On December 23, 2011, Cablevisión pressed charges against Bento with the Judiciary Council, calling for his impeachment.[58]

In 2012, the Federal Civil and Commercial Chamber of the Federal Capital (La Cámara Civil y Comercial Federal de la Capital Federal) ruled against Judge Bento's order, thus terminating the intervention into Cablevisión that began in 2011.[59]

Some Argentinian media published news articles opposing Vila-Manzano's position and supporting Grupo Clarín's position in the dispute. For example:

  • A Clarin article wrote that a Manzano security escort and a "computer spy" were allegedly among the officials who entered Cablevisión after Judge Bento's ruling.[60]
  • Another Clarin article alleged that Vila-Manzano tried to "exert pressure" and contacted former President Kirchner to press their case.[61]
  • The website "1seprin.com" alleged that Judge Bento worked for a Vila-Manzano foundation.[62]
  • Another Clarin article alleged that a Kirchner friend had helped persuade Bento to issue his order.[63]

Social responsibility

José Luis Manzano contributes to social, cultural and educational causes. He works with the Vendimia Solidaria program,[64] which works toward the development of children and adolescents in the Province of Mendoza[65] by providing financial assistance and promoting actions for the benefit of hospitals, neighborhood sports clubs and schools.

He also participates in the La Capital Foundation, a Rosario organization whose objective is to promote and disseminate spaces for cultural production, debate and academic formation and promote volunteering and social responsibility.[66]

Manzano is sponsor of the House of Chinese Culture in Buenos Aires and president of the foundation of the University of Congress.
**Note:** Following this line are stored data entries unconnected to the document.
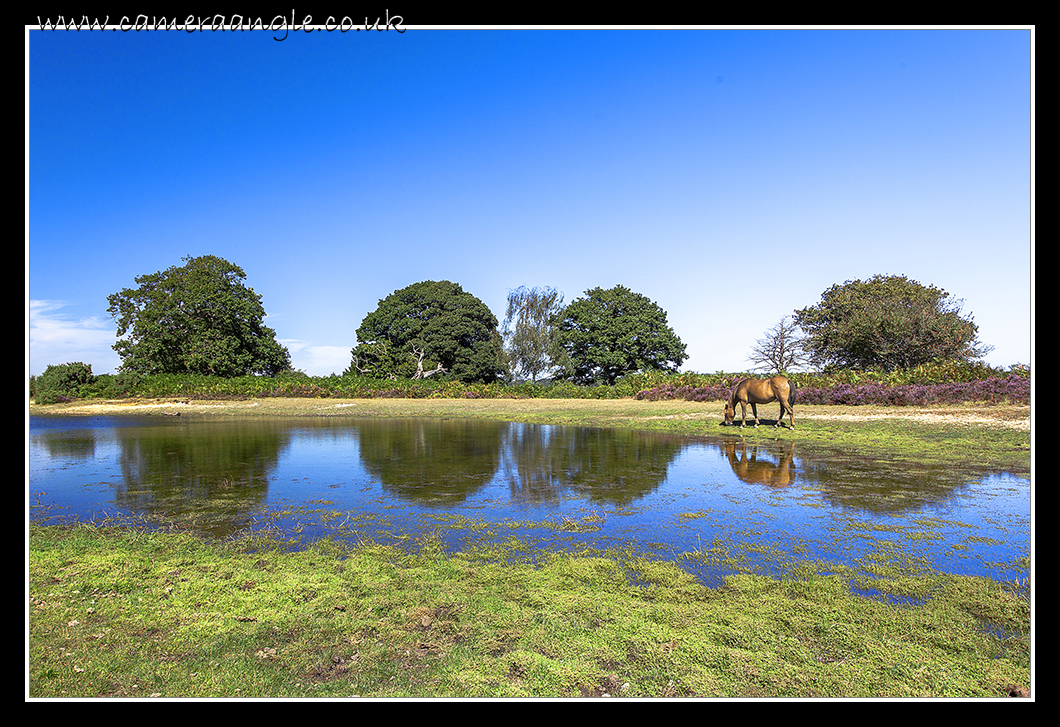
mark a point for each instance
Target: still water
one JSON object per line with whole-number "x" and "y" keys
{"x": 736, "y": 503}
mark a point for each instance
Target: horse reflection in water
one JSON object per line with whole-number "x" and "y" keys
{"x": 754, "y": 471}
{"x": 757, "y": 391}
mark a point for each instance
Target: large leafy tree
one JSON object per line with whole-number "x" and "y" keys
{"x": 528, "y": 332}
{"x": 196, "y": 318}
{"x": 429, "y": 327}
{"x": 614, "y": 332}
{"x": 887, "y": 322}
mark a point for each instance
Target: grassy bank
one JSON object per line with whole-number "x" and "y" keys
{"x": 128, "y": 613}
{"x": 120, "y": 612}
{"x": 989, "y": 437}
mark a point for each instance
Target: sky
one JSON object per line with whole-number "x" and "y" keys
{"x": 729, "y": 175}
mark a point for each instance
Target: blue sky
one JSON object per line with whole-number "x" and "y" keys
{"x": 731, "y": 176}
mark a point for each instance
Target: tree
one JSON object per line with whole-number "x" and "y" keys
{"x": 887, "y": 322}
{"x": 614, "y": 332}
{"x": 198, "y": 318}
{"x": 528, "y": 332}
{"x": 780, "y": 349}
{"x": 431, "y": 323}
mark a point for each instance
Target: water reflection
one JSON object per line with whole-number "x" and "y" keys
{"x": 215, "y": 475}
{"x": 221, "y": 477}
{"x": 546, "y": 463}
{"x": 433, "y": 462}
{"x": 772, "y": 465}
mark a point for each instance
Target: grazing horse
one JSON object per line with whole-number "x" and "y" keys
{"x": 756, "y": 391}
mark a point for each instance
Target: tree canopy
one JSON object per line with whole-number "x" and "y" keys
{"x": 887, "y": 322}
{"x": 781, "y": 349}
{"x": 429, "y": 324}
{"x": 528, "y": 332}
{"x": 197, "y": 318}
{"x": 614, "y": 332}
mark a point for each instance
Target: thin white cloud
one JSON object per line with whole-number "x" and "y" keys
{"x": 317, "y": 360}
{"x": 56, "y": 337}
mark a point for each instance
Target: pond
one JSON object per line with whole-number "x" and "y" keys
{"x": 731, "y": 503}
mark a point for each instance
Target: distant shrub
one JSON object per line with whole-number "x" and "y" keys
{"x": 62, "y": 382}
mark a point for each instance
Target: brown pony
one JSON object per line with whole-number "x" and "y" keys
{"x": 756, "y": 391}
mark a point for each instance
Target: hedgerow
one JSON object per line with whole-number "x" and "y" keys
{"x": 930, "y": 384}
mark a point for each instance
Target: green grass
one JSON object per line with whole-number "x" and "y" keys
{"x": 127, "y": 613}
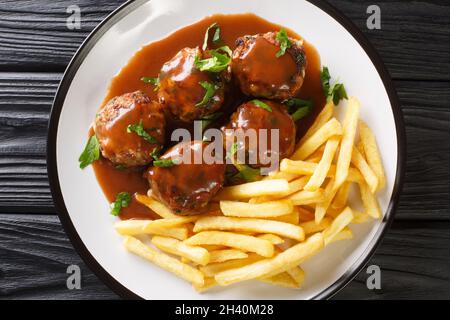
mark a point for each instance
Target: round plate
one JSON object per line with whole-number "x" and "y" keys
{"x": 84, "y": 210}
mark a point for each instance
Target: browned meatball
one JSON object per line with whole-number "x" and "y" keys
{"x": 112, "y": 123}
{"x": 250, "y": 116}
{"x": 260, "y": 73}
{"x": 181, "y": 90}
{"x": 186, "y": 188}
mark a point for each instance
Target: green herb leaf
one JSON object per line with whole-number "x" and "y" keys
{"x": 210, "y": 91}
{"x": 335, "y": 92}
{"x": 261, "y": 104}
{"x": 139, "y": 130}
{"x": 216, "y": 36}
{"x": 91, "y": 152}
{"x": 219, "y": 61}
{"x": 123, "y": 200}
{"x": 165, "y": 163}
{"x": 284, "y": 41}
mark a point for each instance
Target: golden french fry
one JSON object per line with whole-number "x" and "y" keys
{"x": 253, "y": 189}
{"x": 372, "y": 153}
{"x": 305, "y": 197}
{"x": 349, "y": 132}
{"x": 214, "y": 268}
{"x": 282, "y": 262}
{"x": 250, "y": 225}
{"x": 283, "y": 279}
{"x": 195, "y": 254}
{"x": 370, "y": 202}
{"x": 340, "y": 201}
{"x": 345, "y": 234}
{"x": 256, "y": 210}
{"x": 311, "y": 227}
{"x": 330, "y": 129}
{"x": 164, "y": 261}
{"x": 369, "y": 176}
{"x": 324, "y": 116}
{"x": 156, "y": 206}
{"x": 272, "y": 238}
{"x": 233, "y": 240}
{"x": 225, "y": 255}
{"x": 321, "y": 172}
{"x": 136, "y": 227}
{"x": 338, "y": 224}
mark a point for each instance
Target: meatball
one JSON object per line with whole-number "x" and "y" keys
{"x": 187, "y": 187}
{"x": 260, "y": 73}
{"x": 182, "y": 87}
{"x": 256, "y": 115}
{"x": 125, "y": 147}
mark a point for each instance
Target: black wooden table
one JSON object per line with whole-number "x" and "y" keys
{"x": 35, "y": 48}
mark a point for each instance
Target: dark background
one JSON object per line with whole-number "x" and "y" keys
{"x": 35, "y": 48}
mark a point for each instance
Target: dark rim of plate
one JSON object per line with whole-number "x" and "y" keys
{"x": 60, "y": 97}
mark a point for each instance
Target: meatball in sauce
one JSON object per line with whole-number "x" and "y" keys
{"x": 181, "y": 90}
{"x": 117, "y": 143}
{"x": 186, "y": 188}
{"x": 261, "y": 73}
{"x": 250, "y": 116}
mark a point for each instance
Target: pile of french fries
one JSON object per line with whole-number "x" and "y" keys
{"x": 265, "y": 230}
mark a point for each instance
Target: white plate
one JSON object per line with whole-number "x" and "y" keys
{"x": 81, "y": 204}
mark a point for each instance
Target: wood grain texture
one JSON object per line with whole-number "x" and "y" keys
{"x": 25, "y": 102}
{"x": 35, "y": 254}
{"x": 414, "y": 40}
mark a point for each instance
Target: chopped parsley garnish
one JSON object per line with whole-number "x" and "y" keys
{"x": 123, "y": 200}
{"x": 335, "y": 92}
{"x": 208, "y": 119}
{"x": 284, "y": 41}
{"x": 91, "y": 152}
{"x": 165, "y": 163}
{"x": 298, "y": 108}
{"x": 262, "y": 105}
{"x": 139, "y": 130}
{"x": 216, "y": 36}
{"x": 152, "y": 81}
{"x": 219, "y": 61}
{"x": 210, "y": 91}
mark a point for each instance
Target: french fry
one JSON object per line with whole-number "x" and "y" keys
{"x": 372, "y": 153}
{"x": 321, "y": 172}
{"x": 330, "y": 129}
{"x": 225, "y": 255}
{"x": 233, "y": 240}
{"x": 338, "y": 224}
{"x": 156, "y": 206}
{"x": 342, "y": 196}
{"x": 311, "y": 227}
{"x": 306, "y": 197}
{"x": 256, "y": 210}
{"x": 324, "y": 116}
{"x": 369, "y": 176}
{"x": 282, "y": 262}
{"x": 345, "y": 234}
{"x": 283, "y": 279}
{"x": 195, "y": 254}
{"x": 349, "y": 132}
{"x": 370, "y": 202}
{"x": 214, "y": 268}
{"x": 321, "y": 208}
{"x": 250, "y": 225}
{"x": 136, "y": 227}
{"x": 253, "y": 189}
{"x": 272, "y": 238}
{"x": 164, "y": 261}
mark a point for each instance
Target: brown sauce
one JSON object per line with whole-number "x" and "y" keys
{"x": 148, "y": 61}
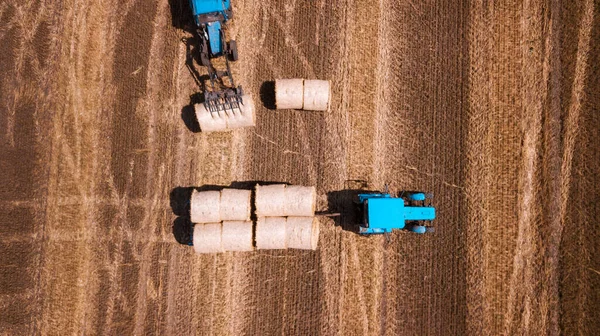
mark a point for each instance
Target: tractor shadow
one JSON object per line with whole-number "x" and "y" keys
{"x": 180, "y": 201}
{"x": 181, "y": 15}
{"x": 345, "y": 202}
{"x": 182, "y": 18}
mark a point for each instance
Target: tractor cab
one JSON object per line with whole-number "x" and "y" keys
{"x": 210, "y": 15}
{"x": 382, "y": 213}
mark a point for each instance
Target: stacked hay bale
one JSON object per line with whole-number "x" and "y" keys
{"x": 306, "y": 94}
{"x": 285, "y": 219}
{"x": 222, "y": 220}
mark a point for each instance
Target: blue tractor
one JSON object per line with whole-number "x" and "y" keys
{"x": 210, "y": 17}
{"x": 381, "y": 213}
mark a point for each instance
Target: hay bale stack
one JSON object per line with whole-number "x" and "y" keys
{"x": 270, "y": 200}
{"x": 210, "y": 121}
{"x": 316, "y": 95}
{"x": 289, "y": 93}
{"x": 237, "y": 236}
{"x": 302, "y": 233}
{"x": 271, "y": 233}
{"x": 300, "y": 201}
{"x": 207, "y": 238}
{"x": 205, "y": 207}
{"x": 235, "y": 205}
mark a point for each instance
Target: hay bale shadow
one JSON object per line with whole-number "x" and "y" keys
{"x": 267, "y": 95}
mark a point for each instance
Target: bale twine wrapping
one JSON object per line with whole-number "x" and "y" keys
{"x": 205, "y": 207}
{"x": 237, "y": 236}
{"x": 270, "y": 200}
{"x": 207, "y": 238}
{"x": 316, "y": 95}
{"x": 302, "y": 233}
{"x": 235, "y": 205}
{"x": 289, "y": 93}
{"x": 300, "y": 201}
{"x": 271, "y": 233}
{"x": 210, "y": 122}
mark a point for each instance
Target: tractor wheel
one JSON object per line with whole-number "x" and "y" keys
{"x": 210, "y": 122}
{"x": 289, "y": 93}
{"x": 237, "y": 236}
{"x": 233, "y": 55}
{"x": 270, "y": 200}
{"x": 207, "y": 238}
{"x": 420, "y": 229}
{"x": 235, "y": 205}
{"x": 300, "y": 201}
{"x": 271, "y": 233}
{"x": 316, "y": 95}
{"x": 243, "y": 116}
{"x": 302, "y": 233}
{"x": 205, "y": 207}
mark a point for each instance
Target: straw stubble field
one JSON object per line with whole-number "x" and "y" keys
{"x": 490, "y": 106}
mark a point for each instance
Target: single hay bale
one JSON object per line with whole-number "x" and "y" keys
{"x": 235, "y": 205}
{"x": 210, "y": 122}
{"x": 316, "y": 95}
{"x": 237, "y": 236}
{"x": 270, "y": 200}
{"x": 243, "y": 116}
{"x": 205, "y": 207}
{"x": 302, "y": 233}
{"x": 289, "y": 93}
{"x": 271, "y": 233}
{"x": 207, "y": 238}
{"x": 300, "y": 201}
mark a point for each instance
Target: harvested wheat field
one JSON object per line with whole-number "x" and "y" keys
{"x": 491, "y": 106}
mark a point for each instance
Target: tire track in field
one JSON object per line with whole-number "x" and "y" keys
{"x": 73, "y": 133}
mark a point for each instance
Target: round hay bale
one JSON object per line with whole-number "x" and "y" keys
{"x": 235, "y": 205}
{"x": 316, "y": 95}
{"x": 271, "y": 233}
{"x": 243, "y": 116}
{"x": 207, "y": 238}
{"x": 289, "y": 93}
{"x": 300, "y": 201}
{"x": 237, "y": 236}
{"x": 210, "y": 122}
{"x": 302, "y": 233}
{"x": 205, "y": 207}
{"x": 270, "y": 200}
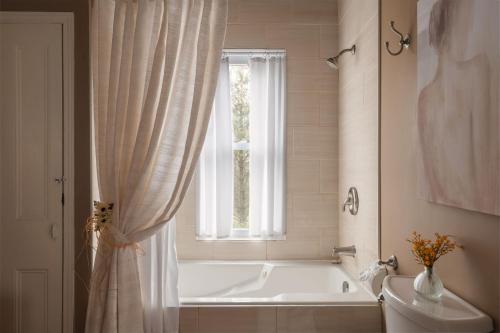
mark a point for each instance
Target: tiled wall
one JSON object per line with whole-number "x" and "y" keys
{"x": 358, "y": 128}
{"x": 281, "y": 319}
{"x": 308, "y": 31}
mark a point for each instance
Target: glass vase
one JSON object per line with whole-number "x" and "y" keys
{"x": 428, "y": 285}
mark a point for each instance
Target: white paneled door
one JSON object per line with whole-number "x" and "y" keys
{"x": 32, "y": 180}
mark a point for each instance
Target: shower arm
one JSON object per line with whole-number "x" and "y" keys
{"x": 352, "y": 49}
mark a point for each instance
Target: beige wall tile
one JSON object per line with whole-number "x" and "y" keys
{"x": 329, "y": 319}
{"x": 303, "y": 108}
{"x": 314, "y": 12}
{"x": 300, "y": 41}
{"x": 259, "y": 11}
{"x": 239, "y": 250}
{"x": 303, "y": 176}
{"x": 328, "y": 41}
{"x": 328, "y": 108}
{"x": 358, "y": 130}
{"x": 314, "y": 143}
{"x": 241, "y": 320}
{"x": 328, "y": 176}
{"x": 188, "y": 320}
{"x": 245, "y": 36}
{"x": 302, "y": 249}
{"x": 314, "y": 209}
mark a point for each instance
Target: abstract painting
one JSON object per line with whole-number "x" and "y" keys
{"x": 458, "y": 115}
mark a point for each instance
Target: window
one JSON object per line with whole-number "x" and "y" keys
{"x": 241, "y": 177}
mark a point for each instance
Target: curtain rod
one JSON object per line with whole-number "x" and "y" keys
{"x": 254, "y": 51}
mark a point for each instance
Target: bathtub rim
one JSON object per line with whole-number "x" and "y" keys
{"x": 369, "y": 300}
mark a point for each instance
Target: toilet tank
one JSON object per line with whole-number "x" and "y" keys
{"x": 406, "y": 311}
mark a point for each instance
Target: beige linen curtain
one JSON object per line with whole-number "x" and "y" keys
{"x": 154, "y": 71}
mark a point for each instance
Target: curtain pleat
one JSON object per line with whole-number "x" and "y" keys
{"x": 267, "y": 144}
{"x": 154, "y": 71}
{"x": 214, "y": 176}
He has also contributed to the Clinton Foundation[67] and to The Climate Reality Project, a foundation founded by former U.S. Vice President Al Gore that seeks to raise awareness about environmental issues such as climate change.[68]

Personal life

On February 21, 2015, José Luis Manzano, who is Christian, married with Teresa Jordan,[69] who is his partner since 2000. The event was held at his estate in Gualtallary, Tupungato. The businessman has 4 children: Juana Schindler, Silvestre Schindler, Maria de la Paz Manzano and Antonio Jordan.